The following excerpt is taken from a note I wrote February 1, 2009 entitled “Influential People”. This is the kind of love I consider true love. That “hold on and not let go”, deep down, can’t live without you, you make my life complete kind of love. (Go watch “The Notebook” now!) *You can read the whole note mentioned above here: http://www.facebook.com/note.php?note_id=49069322873
The very first job I ever held started in March of 1998 and was as a pharmacy associate at Drug Warehouse in Broken Arrow. It started as a May’s Drug and was transformed over the almost 2 years I was employed there. We had a customer who came in on a fairly regular basis for his wife. Sometimes she was with him but most often not. They were older, 60′s or 70′s, and had spent their lives together starting about age 17. Normally the pharmacy is one of the busiest departments of any store, especially a drug store, but one day he came in when I had absolutely nothing else to do. I went out and sat beside him on the bench and will never regret that decision. I learned more about life in the 10 minutes I spent talking with him than I’ve learned before or since.

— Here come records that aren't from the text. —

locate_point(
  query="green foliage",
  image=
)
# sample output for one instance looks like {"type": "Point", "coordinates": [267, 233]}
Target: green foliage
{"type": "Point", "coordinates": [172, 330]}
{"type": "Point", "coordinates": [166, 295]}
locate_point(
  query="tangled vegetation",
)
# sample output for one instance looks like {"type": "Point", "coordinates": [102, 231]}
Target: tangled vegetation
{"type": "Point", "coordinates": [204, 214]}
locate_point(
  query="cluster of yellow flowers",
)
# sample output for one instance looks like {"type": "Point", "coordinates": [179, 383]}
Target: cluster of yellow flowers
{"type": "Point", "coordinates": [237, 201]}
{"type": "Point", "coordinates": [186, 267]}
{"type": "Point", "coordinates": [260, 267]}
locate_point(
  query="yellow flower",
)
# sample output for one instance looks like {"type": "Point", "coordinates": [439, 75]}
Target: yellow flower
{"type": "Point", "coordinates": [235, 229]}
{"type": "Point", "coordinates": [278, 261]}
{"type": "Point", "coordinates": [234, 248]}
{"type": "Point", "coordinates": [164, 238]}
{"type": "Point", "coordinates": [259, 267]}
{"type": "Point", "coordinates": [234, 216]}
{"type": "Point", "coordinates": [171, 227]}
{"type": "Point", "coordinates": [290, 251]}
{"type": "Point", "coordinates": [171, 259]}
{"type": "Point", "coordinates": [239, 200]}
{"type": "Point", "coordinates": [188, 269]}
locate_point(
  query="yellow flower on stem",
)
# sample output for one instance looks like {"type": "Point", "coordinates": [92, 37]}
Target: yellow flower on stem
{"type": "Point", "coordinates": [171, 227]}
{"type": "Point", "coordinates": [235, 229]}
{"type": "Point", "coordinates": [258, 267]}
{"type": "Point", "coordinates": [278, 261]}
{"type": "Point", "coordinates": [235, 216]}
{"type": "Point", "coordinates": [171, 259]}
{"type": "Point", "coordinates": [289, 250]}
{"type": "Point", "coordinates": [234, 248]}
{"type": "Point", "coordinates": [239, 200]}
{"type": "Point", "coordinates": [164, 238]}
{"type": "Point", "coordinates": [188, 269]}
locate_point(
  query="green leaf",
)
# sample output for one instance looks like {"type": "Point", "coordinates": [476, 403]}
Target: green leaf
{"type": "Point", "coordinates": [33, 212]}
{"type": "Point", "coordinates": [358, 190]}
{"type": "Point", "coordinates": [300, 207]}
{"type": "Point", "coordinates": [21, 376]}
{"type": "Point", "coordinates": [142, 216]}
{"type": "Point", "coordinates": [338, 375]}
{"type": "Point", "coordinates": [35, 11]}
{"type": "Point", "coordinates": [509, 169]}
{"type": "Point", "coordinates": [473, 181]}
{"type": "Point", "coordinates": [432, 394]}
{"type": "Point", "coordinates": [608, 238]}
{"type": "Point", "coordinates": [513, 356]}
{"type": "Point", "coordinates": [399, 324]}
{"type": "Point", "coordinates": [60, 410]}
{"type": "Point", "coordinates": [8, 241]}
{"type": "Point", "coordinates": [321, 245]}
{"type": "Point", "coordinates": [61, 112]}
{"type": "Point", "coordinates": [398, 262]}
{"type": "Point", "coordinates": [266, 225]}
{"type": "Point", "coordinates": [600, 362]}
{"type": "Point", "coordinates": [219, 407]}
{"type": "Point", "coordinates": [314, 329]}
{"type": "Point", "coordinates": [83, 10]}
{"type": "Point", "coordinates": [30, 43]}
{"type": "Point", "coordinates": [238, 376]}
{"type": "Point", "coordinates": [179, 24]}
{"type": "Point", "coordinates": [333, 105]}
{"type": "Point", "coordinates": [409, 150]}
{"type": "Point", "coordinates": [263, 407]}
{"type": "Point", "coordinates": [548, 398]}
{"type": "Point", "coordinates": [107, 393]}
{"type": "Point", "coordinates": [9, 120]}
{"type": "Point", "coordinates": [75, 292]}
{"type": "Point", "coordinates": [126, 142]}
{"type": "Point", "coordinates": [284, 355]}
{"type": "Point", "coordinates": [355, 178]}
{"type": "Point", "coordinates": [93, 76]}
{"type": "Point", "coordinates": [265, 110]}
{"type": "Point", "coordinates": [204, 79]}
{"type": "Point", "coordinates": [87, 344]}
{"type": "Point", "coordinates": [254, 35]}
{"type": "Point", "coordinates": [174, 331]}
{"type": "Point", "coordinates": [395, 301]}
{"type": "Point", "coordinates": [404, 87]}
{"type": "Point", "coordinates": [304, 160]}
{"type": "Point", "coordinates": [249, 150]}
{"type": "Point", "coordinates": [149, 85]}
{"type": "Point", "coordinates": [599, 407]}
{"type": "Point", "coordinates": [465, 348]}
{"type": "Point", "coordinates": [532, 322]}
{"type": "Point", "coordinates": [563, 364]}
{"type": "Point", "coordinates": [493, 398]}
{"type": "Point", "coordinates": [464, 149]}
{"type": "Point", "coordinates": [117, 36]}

I asked him how he met his wife. I will never forget the story I heard that day. It was the middle of the 1940′s. They were both at a Fourth of July party with hot dogs, and cotton candy, and other vendors swarmed with multitudes of people. He was with a couple of his friends just talking and hanging out when all of a sudden she was in his arms. Her friends had lit fireworks under her chair and she jumped, straight into his arms. His words that day as he told his story with a smile on his face and tears in his eyes are words I will always remember. He said, ‘I held on to her and never let go’. Those words, the wistfulness of his voice, and the faraway look in his eyes as he told his story encompass the definition of what I believe life is all about. It’s holding on and never letting go of what you believe in, of your dreams.